(1.) THIS an application for a certificate of fitness of the case, Under Article 134(1)(c) of the Constitution, for an appeal to the Supreme Court of India.
(2.) THE three Applicants had been convicted by a Civil and Sessions Judge, Etah, of offences punishable Under Sections 326 and 326/34 IPC on the strength of evidence given by three eye witnesses as well as of a supposed dying declaration of the victim Shaitan Singh who died nearly fortnight after the occurrence.

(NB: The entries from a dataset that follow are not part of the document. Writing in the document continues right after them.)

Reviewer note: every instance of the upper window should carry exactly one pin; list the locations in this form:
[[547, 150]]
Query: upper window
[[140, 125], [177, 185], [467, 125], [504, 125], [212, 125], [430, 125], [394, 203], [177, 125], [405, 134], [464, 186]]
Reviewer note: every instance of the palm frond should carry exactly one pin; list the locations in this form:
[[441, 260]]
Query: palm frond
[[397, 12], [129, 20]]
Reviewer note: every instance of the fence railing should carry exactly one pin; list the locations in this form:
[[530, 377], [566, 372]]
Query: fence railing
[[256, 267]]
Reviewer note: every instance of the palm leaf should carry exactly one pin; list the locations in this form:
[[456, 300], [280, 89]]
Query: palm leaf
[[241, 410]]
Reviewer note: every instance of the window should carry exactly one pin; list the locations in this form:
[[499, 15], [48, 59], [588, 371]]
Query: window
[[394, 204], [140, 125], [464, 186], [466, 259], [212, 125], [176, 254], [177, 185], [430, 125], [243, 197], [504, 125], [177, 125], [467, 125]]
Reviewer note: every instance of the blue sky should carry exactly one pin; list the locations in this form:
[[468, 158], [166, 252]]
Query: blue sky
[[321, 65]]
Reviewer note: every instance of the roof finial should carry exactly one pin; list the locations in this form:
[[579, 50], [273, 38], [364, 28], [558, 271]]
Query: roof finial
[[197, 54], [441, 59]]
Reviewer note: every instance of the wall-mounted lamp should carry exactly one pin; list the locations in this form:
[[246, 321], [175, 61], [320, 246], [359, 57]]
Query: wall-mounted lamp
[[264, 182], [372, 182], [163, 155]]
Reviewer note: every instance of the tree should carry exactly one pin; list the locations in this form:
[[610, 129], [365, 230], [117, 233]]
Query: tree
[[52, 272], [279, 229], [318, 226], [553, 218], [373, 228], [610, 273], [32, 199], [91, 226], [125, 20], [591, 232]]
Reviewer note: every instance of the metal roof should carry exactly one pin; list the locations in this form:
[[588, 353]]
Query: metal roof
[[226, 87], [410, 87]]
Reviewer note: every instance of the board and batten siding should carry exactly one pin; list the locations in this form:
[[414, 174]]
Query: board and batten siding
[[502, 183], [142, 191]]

The medical evidence also fitted in with the prosecution case of an attack with a "gandasa" and not with the defence suggestion that the victim, Shaitan Singh, was attacked at his own house during the night with lathis.
(3.) THE view taken by this Court was that, although, the F.I.R. was not admissible as a dying declaration, which is a piece of substantive evidence, yet, those parts of it were admissible which explained and were merged with the conduct of the victim in making the complaint to the police contained in the F.I.R. No direct authority was cited on this question by either side. Reliance was, however, placed on illustrations (j) and (k) to Section 8 of the Evidence Act for the view taken in this Court that the nature of the offence, the identity of the offenders and the time and place of the occurrence were so blended with the victim's conduct and were so necessary to explain it as to be parts of it.